That 'quickly' part is not a prerequisite for a full-stack definition
I wasn't sure whether he meant 'quickly' as in performance while running or 'quickly' as a complement to the time it takes to get up and running. I think you are assuming the former? In which case I agree and disagree, what else is new?
I think performance is important, no question about it. If framework A runs 5 times faster than framework B, that is (in theory) 5 more web sites I can host on a rented server before having to shell out more money for a new server. Maybe an extra 50-100 bucks a month.
Time is money.
That being said, while Zend is slower (and Magento has done nothing to demonstrate the speed or ease of using Zend, it does demonstrate that it's capable of building large scale applications, but it's still a horrible textbook example, if that is what it's supposed to be) computer performance is always less important than developer performance, which is widely accepted -- I think you'd have to be a fool to disagree with that logic.
So if Zend fits your coding style, you don't mind getting dirty with "more" details than say CodeIgnitor, the winner is clear.
In an enterprise (or business other than my own) Zend is a clear winner. It's documented as well as most (CI is just easer to comprehend as it's default setup lets a developer start implementing actions instantly -- no bootstrap setup, etc -- which is exactly why I dislike it), it's performance is not so bad it's unusable -- otherwise no one would use it -- and it is very flexible in design -- far more than CI hands down.

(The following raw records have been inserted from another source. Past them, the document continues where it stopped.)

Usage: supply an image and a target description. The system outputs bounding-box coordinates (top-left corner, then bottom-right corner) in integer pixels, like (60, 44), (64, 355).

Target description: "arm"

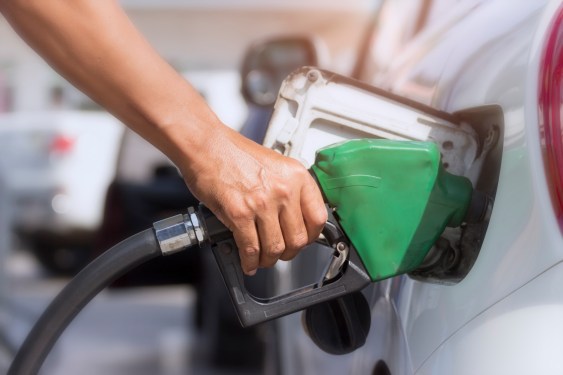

(0, 0), (326, 274)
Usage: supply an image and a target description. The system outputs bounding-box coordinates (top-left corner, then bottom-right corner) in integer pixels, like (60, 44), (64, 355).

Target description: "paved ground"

(0, 253), (258, 375)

Did you read my post? I said that Zend's is harder to get into than other frameworks, and therefor would take more time to set up. That doesn't mean it's not a full-stack framework. There's no relationship between the learning curve and how "fully stacked" a framework is.
With my understanding of "full-stack" I would tend to agree that Zend is very much full-stack. When I asked that question, I was actually interested in arborint's exact definition, just to see if it differed from my own, but I appreciate your feedback anyways markusn00b.

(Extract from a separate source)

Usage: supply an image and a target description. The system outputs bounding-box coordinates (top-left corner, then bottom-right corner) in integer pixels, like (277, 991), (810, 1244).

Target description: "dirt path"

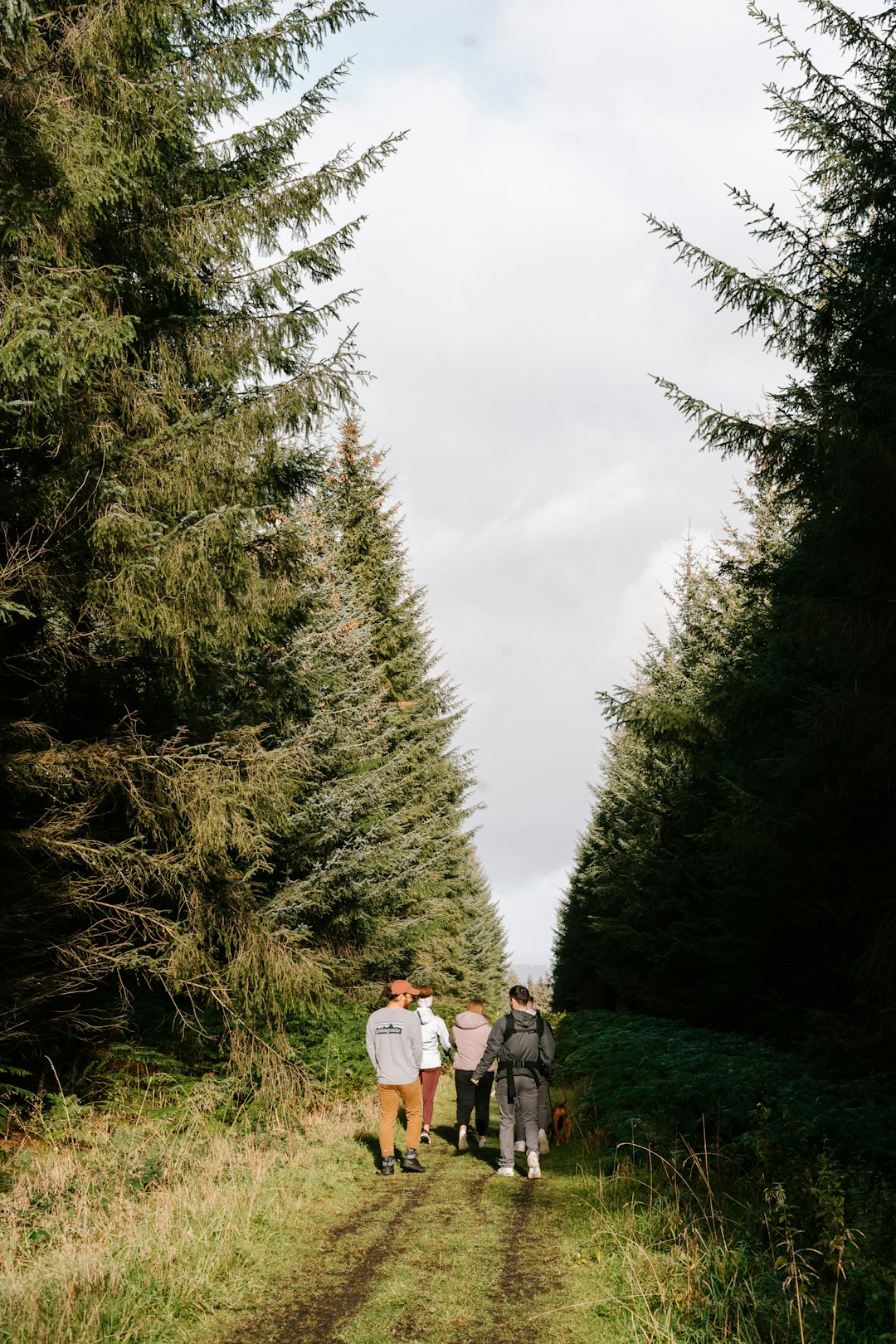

(222, 1078), (619, 1344)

Full stack is a framework that provides all nessecary components to get any enterprise software implemented. You can build both CLI and Web based apps and would not likely have to go outside the Zend framework for anything additional -- whereas my own in house/personal framework depends on third party libraries such as Swift, DataMappers, OpenID lib, etc. It is far more minimalistic than Zend.
Although I do know what you mean by glue framework as well. Not a fan of that term, I would prefer dependency injecting (or similar), to describe what the extra steps are really doing when you use Zend.
CI is ready to go out of the box, Zend assumes you are interested in setting everything up -- which many developers are -- myself included.